I've been grinding my brain at this problem because I am trying to figure out if the product of two rational numbers is always, never, or sometimes rational. a rational number would either have to terminate, or be infinitely periodic, so i would say that the product of two rational numbers is always rational, but i can't say this for sure :(

 

[whozum]

I can't prove it, but its true.

 

[abbeyofthelema]

coolio

well thank you, is there any particular reason that you believe it to be true?

 

[Galileo]

I've been grinding my brain at this problem because I am trying to figure out if the product of two rational numbers is always, never, or sometimes rational. a rational number would either have to terminate, or be infinitely periodic, so i would say that the product of two rational numbers is always rational, but i can't say this for sure :(

Simply use the definition of a rational number.

A rational number can be written in the form:

\frac{a}{b},
with a and b integers and b not equal to zero.

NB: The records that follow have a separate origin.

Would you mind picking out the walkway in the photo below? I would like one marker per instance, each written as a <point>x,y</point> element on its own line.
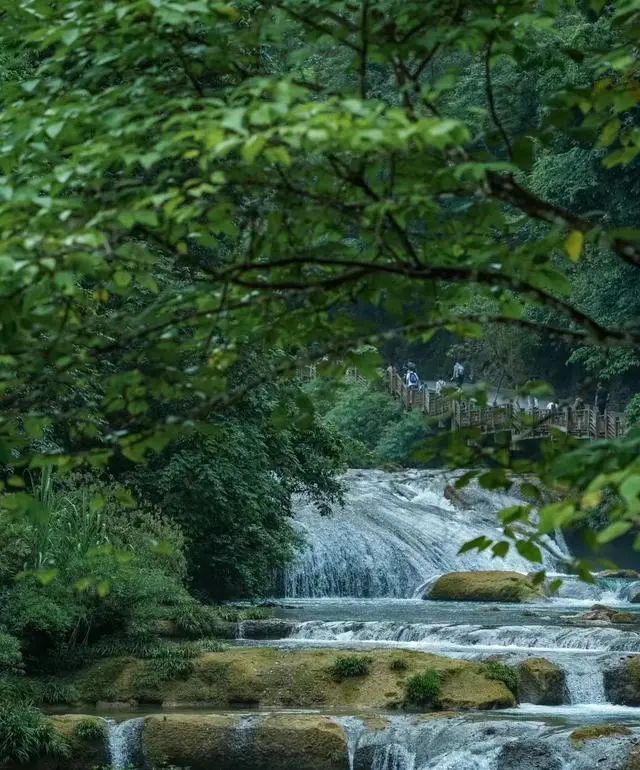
<point>507,416</point>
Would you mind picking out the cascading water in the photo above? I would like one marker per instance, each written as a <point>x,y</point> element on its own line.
<point>409,743</point>
<point>125,743</point>
<point>394,532</point>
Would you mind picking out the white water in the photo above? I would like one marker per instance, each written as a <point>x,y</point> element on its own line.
<point>395,532</point>
<point>124,741</point>
<point>410,743</point>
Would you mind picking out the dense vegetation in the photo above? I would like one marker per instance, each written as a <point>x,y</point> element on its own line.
<point>197,199</point>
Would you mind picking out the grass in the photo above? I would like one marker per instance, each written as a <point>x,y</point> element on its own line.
<point>348,666</point>
<point>500,672</point>
<point>90,729</point>
<point>423,690</point>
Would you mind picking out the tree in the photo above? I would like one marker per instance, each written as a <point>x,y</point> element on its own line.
<point>206,136</point>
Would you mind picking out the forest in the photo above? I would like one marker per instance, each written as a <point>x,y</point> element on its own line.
<point>202,202</point>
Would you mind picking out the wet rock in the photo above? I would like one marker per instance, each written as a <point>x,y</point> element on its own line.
<point>272,628</point>
<point>541,682</point>
<point>528,755</point>
<point>483,586</point>
<point>627,574</point>
<point>595,732</point>
<point>599,613</point>
<point>622,682</point>
<point>227,742</point>
<point>272,677</point>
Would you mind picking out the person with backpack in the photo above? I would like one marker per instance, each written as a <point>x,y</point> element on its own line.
<point>602,398</point>
<point>458,374</point>
<point>412,381</point>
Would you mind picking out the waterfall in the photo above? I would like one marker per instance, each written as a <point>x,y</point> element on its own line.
<point>582,653</point>
<point>459,743</point>
<point>125,743</point>
<point>535,637</point>
<point>394,532</point>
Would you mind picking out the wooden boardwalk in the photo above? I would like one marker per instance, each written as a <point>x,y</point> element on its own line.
<point>522,424</point>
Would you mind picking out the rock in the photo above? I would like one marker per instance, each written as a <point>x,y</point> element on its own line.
<point>528,755</point>
<point>624,617</point>
<point>601,614</point>
<point>487,586</point>
<point>272,677</point>
<point>473,690</point>
<point>265,629</point>
<point>226,742</point>
<point>541,682</point>
<point>622,682</point>
<point>594,732</point>
<point>627,574</point>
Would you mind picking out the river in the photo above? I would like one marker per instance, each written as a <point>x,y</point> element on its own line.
<point>358,583</point>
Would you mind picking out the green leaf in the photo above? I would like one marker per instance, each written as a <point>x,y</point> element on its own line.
<point>529,551</point>
<point>573,245</point>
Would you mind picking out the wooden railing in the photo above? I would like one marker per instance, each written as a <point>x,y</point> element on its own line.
<point>521,423</point>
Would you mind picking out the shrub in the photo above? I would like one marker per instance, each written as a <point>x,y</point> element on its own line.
<point>347,666</point>
<point>52,692</point>
<point>25,735</point>
<point>10,655</point>
<point>632,410</point>
<point>423,689</point>
<point>493,669</point>
<point>90,730</point>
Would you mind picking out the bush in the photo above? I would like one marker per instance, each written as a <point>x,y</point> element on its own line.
<point>52,692</point>
<point>90,729</point>
<point>10,655</point>
<point>493,669</point>
<point>347,666</point>
<point>632,410</point>
<point>423,689</point>
<point>25,735</point>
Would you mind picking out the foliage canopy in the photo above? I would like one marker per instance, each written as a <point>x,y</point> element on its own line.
<point>181,182</point>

Suppose you have two rational numbers. Compute their product (and their sum while you're at it). Is the result again of the above form?

 

[Data]

Yes. If you want to try to prove something, then 100% of the time your best bet for a first step is to write down the definitions of the things you're working with

The fact that rationals happen to be the set of all reals with periodic limiting behaviour in their decimal representations is a derived property. The definition of a rational number is just that it can be represented as a quotient of integers.

 

[abbeyofthelema]

definitely

that's great. so then the product of two rational numbers must always be rational :)

 

[danne89]

Def:
\frac{a}{b} ~ , ~ ~ a, b \in \mathbb{N}
It's easy to see that a product of two natrual number must be natrual, thus
\frac{a}{b} ~ * \frac {c}{d} ~ = ~ \frac{ac}{bd}, ~ ~ a, b, c, d \in \mathbb{N}
Setting ac to a and bd to b in the def. finish the proof.